War Child is agented by Ivan Mulcahy of Mulcahy and Viney, and UK rights attracted "strong five figure bids" from Macmillan, Little, Brown, Transworld and John Murray. The auction went to sealed bids yesterday afternoon and was due to be settled as the Bookseller Daily went to press.

The book will be released in the US and the UK in early 2009, a year on from the launch of Jal's first global album through Universal Records in February. US rights were sold to St Martin's Press for $200,000 ahead of the fair, with Atrium as the under-bidder. In Italy, Diogenes' paperback arm TEA took the book off the table with a "strong preemptive offer".
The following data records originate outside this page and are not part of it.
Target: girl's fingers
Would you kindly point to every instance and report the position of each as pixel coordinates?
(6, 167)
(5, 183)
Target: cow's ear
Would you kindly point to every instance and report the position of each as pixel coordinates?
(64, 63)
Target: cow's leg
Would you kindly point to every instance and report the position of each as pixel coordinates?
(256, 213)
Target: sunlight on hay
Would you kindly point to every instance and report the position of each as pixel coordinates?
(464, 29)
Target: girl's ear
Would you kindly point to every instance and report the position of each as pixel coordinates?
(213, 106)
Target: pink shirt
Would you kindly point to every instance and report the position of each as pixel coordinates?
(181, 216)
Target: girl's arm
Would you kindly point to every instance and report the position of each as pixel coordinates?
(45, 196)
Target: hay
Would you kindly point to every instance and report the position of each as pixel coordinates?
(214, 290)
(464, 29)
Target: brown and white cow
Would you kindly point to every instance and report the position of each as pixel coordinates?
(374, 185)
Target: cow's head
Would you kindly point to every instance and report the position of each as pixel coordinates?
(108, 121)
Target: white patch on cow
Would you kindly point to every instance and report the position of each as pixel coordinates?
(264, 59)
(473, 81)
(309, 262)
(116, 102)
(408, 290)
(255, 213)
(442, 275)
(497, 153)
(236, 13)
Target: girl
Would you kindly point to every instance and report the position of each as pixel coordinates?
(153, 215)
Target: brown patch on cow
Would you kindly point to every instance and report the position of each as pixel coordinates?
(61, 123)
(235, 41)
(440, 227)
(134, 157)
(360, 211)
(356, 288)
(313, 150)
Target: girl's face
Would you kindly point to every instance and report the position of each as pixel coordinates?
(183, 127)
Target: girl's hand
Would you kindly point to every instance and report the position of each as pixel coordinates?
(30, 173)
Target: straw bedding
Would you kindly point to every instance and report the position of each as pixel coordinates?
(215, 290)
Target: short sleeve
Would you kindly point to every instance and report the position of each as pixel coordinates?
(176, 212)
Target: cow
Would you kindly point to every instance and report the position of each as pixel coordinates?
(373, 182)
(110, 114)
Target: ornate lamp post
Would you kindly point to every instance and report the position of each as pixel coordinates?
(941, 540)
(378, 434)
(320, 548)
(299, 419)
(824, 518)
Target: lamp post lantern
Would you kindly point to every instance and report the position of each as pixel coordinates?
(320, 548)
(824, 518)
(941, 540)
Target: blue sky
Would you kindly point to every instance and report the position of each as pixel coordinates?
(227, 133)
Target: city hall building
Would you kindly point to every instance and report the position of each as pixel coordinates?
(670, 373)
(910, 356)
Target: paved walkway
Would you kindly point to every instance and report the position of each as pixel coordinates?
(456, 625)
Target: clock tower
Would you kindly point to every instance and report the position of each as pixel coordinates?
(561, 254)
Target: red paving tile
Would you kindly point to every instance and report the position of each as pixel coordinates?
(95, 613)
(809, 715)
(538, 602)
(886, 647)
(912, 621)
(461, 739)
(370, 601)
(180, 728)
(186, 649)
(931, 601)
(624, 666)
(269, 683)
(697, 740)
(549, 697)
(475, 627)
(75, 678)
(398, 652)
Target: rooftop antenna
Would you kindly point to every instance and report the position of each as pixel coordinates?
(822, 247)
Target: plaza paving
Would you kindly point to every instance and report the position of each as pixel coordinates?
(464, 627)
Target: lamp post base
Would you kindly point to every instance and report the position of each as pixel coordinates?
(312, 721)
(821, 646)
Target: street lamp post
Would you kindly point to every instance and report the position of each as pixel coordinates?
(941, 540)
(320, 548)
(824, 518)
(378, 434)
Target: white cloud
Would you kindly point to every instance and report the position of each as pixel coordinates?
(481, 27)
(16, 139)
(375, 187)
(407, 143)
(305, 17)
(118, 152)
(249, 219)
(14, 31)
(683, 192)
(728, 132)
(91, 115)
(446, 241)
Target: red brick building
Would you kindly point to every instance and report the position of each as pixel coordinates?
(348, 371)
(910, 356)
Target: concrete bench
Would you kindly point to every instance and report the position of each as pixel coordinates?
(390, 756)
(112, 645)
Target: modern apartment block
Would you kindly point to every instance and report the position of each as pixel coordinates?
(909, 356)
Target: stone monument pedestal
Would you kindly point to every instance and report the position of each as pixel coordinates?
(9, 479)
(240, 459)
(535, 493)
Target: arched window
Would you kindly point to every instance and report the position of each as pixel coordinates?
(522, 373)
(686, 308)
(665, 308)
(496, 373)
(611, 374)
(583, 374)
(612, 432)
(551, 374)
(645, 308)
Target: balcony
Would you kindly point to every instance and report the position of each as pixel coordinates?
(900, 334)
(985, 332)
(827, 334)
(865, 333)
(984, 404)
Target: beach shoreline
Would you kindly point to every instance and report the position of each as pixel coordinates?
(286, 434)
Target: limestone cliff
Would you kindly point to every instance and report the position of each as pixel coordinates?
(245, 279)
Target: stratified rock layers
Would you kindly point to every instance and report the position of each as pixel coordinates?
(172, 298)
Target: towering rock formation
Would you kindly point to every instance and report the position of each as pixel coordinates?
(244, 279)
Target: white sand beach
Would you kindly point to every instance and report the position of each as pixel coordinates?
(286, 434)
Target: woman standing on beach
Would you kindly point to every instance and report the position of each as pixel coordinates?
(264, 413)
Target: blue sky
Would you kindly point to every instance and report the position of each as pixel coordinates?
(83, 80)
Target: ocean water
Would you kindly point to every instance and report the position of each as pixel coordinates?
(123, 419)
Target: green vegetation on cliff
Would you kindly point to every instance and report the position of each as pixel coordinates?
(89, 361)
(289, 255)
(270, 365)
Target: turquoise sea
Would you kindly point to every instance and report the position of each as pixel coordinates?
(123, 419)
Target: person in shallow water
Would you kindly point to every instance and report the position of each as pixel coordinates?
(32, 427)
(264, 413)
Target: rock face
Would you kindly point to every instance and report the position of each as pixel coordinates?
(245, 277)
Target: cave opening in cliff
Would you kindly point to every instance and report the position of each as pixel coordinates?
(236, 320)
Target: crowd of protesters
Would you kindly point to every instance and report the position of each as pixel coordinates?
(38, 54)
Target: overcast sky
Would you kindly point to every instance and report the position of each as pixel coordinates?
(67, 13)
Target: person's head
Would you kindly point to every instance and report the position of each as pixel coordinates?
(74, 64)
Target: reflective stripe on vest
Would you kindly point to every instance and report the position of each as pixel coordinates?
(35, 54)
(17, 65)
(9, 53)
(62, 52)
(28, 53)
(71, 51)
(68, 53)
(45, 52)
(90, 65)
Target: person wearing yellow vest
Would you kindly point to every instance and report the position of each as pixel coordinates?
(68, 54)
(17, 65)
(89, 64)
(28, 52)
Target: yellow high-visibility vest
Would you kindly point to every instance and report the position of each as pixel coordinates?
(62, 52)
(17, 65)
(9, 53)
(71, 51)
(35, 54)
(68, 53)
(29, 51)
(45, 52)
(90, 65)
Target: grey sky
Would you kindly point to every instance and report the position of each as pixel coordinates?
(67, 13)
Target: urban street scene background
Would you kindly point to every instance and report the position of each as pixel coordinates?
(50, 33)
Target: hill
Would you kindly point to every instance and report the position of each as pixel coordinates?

War Child follows the 26-year old hip hop star as a child soldier in the Sudanese civil war, which saw him using AK47s when he was just eight years old. "[Emmanuel] was one of the lost boys of Sudan—as they have become known by aid workers—who did the 1000 km trek in the midst of the war, during which 300 boys died and only about 20 made it," said Mulcahy. "They starved to death and many of them turned to cannibalism to try to survive." Jal did not turn to cannibalism, but the book will tell of his experience lying by the side of the corpse of one of his friends and praying to help him resist the temptation.

He was eventually smuggled into Kenya, where he went to school for the first time and launched his music career. Jal has since become the country's biggest music property and earned rave reviews at Live 8. He is also a spokesman for Save the Children and Oxfam.

"He has an extraordinary voice and an extraordinary stage presence. He's stunning looking and very articulate—very bright," Mulcahy said. "It just needs this global album to make him into a major star." He added: "I think he could be really big. When Peter Gabriel met him he said he felt he had met the new young Bob Marley."